Yasal düzenlemede dava zamanaşımının kesilme sebepleri ile ilgili olarak “şüpheli veya sanıklardan birinin”, “şüpheli veya sanıklardan biri hakkında”, “sanıklardan bir kısmı hakkında da olsa” şeklindeki ifadelerin bulunduğu görülmektedir. Bu şekildeki bir anlatım ile yasa koyucu,  “dava zamanaşımının sirayeti” ilkesini benimsemiş gözükmektedir.

Bu nedenle iştirak halinde işlenen suçlarda, suç ortakların biri ile ilgili olarak dava zamanaşımını kesen işlemler gerçekleştirilmiş ise, yasal düzenlemede belirtilen işlemlerin yapılmadığı suç ortakları hakkında da dava zamanaşımı süresi kesilmiş sayılacaktır. Bu şekildeki uygulama hem Yargıtay hem de doktrinde benimsenmiştir.[5]

(Bu köşe yazısı, sayın Dr. Suat ÇALIŞKAN tarafından www.hukukihaber.net sitesinde yayınlanması için kaleme alınmıştır. Kaynak gösterilse dahi köşe yazısının tamamı özel izin alınmadan kullanılamaz. Ancak alıntılanan köşe yazısının bir bölümü, aktif link verilerek kullanılabilir.

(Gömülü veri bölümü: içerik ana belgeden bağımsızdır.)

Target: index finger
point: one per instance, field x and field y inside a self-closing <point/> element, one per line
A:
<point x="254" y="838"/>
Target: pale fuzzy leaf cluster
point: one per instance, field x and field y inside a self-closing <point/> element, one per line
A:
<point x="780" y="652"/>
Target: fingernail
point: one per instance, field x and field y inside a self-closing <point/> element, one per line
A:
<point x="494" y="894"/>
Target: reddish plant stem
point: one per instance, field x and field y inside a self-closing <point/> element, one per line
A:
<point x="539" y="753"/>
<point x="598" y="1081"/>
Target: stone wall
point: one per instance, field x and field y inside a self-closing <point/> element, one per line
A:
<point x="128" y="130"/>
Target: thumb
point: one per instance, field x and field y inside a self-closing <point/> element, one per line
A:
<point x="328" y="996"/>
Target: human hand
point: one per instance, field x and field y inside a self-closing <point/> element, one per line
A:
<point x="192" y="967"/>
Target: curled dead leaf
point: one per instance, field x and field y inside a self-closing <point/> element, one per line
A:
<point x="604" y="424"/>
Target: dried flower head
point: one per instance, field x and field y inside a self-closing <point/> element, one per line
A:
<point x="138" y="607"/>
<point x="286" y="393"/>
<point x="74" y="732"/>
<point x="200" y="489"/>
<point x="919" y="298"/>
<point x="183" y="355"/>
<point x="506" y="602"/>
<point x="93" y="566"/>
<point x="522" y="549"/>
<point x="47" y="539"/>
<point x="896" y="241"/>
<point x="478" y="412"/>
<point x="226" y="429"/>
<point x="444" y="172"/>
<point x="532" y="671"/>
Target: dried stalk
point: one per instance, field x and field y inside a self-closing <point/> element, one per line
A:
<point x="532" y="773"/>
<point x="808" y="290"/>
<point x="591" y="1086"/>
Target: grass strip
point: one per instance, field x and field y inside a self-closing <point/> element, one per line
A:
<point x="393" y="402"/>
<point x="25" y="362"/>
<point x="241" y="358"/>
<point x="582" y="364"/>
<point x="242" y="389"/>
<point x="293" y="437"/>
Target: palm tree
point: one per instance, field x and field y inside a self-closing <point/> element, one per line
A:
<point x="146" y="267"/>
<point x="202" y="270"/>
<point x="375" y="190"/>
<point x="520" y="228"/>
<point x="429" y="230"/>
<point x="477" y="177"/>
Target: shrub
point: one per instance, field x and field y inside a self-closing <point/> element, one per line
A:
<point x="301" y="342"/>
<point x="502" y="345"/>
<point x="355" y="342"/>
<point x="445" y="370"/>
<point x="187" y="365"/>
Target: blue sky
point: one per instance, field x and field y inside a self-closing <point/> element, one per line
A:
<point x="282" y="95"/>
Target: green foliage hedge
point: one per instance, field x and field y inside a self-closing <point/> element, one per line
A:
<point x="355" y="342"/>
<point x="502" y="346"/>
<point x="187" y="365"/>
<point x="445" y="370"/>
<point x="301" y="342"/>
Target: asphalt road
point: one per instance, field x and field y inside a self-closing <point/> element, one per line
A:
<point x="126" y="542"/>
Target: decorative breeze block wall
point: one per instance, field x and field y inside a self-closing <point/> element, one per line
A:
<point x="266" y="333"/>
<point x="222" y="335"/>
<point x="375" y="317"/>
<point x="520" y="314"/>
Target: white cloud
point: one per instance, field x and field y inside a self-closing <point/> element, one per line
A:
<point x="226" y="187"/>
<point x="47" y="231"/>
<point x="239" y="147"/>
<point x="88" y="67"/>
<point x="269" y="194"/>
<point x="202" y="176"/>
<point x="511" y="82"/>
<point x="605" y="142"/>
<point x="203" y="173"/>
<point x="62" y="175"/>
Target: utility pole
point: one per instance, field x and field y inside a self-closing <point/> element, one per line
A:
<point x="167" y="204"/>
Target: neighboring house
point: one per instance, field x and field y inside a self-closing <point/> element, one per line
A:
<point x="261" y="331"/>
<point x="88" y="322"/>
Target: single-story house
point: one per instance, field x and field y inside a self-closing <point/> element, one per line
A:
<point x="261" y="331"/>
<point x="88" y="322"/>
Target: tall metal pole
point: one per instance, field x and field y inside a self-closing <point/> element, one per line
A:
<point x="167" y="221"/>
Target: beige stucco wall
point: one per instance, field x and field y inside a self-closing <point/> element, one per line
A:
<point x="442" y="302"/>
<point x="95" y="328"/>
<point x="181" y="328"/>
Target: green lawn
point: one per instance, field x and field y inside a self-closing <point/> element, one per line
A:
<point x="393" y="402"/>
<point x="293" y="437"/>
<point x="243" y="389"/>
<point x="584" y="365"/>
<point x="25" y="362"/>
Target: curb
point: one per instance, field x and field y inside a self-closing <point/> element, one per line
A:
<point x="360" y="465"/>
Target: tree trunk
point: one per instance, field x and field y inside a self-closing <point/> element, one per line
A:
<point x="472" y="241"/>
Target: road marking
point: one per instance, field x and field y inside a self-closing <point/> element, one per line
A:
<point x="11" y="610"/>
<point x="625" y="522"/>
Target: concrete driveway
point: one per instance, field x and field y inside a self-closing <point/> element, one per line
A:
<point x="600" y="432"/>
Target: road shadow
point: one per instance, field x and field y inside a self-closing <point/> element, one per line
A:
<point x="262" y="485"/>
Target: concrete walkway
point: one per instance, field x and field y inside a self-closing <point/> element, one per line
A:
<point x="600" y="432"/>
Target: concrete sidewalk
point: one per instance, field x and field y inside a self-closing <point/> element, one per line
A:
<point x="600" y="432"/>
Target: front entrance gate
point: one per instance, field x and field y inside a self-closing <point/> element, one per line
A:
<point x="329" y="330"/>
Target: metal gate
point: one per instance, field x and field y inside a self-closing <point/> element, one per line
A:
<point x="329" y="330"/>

Yazarı ve kaynağı gösterilmeden kısmen ya da tamamen yayınlanması şahsi haklara ve fikri haklara aykırılık teşkil eder.)

-----------

[1] Burak Albayrak, Ceza Hukukunda Zamanaşımı Kurumu ve İnfaz Zamanaşımı,  http://www.ankarabarosu.org. tr/siteler/ankarabarosu/tekmakale/2020-2/8.pdf; ET: 27.06.2021, ss. 1-47, s. 1.

[2] Y.19.CD, E: 2019/32057, K: 2020/403, T: 27.01.2020: “…Yapılan açıklamalar ışığında somut olay incelendiğinde; suç tarihi itibariyle sanığa isnat edilen suçun gerektirdiği cezanın türü ve üst sınırına göre davanın lehe olan 765 sayılı TCK'nin 102/4 ve 104/2. maddelerinde öngörülen 5 yıllık olağan, 7 yıl 6 aylık olağanüstü zamanaşımı süresine tabi bulunması, iştirak halinde 6831 sayılı Kanun'un 93. maddesinde tanımlı "İşgal ve Faydalanma" suçunu işleyen sanık ... 'un savunması 18/03/2002 tarihinde alınmış olsa da diğer sanık ...'ın savunmasının 27/04/2005 tarihinde alındığı, tüm sanıklar açısından zamanaşımı sürelerini son kesen sebebin 27/04/2005 tarihindeki ...'ın savunması olduğu, A…. Kadastro Mahkemesi'nin 1976/91 E. sayılı dosyasının 05/07/2007 tarihinde kesin hükümle neticelenmesinin beklendiğinden bahisle bekletici mesele sayılması, bu itibarla dava zamanaşımının durması karşısında sanığın lehine olan 765 sayılı TCK’nin 102/4 ve 104/2. maddelerinde öngörülen 7 yıl 6 aylık olağanüstü zamanaşımı süresinin hüküm tarihinde dolmadığı halde, davaların ortadan kaldırılmasına karar verilmesi,…”

[3] Kunter Nurullah, Ceza Hukukunda Zamanaşımı, yayımlanmamış Doçentlik Tezi, İstanbul 1951, s. 92.

[4] Y.15.CD, E: 2017/16744, K: 2019/2292, T: 18.03.2019: “…Dava zamanaşımının kesilme nedenleri sayılırken madde metninde kullanılan “şüpheli veya sanıklardan birinin”, “şüpheli veya sanıklardan biri hakkında”, “sanıklardan bir kısmı hakkında da olsa” ibarelerinden dolayı “dava zamanaşımının sirayeti” ilkesinin benimsendiğinin anlaşıldığı, iştirak halinde bir suç işlendiği takdirde şeriklerden biri hakkında dava zamanaşımını kesen işlemler yapılmış ise haklarında madde metninde sayılan işlemler yapılmamış olan şerikler hakkında da dava zamanaşımı süresi kesilmiş olacaktır. Bu hukuksal olgular ışığında yapılan incelemede, sanıklar ... ve ...’ın sorgularının yapıldığı tarihten itibaren 8 yıllık asli zamanaşımı süresinin geçmediği dikkate alınarak ve tebliğnamedeki zamanaşımı nedeniyle düşme düşüncesine iştirak edilmeyerek yapılan incelemede;…”

[5] Y.19.CD, E: 2019/32057, K: 2020/403, T: 27.01.2020.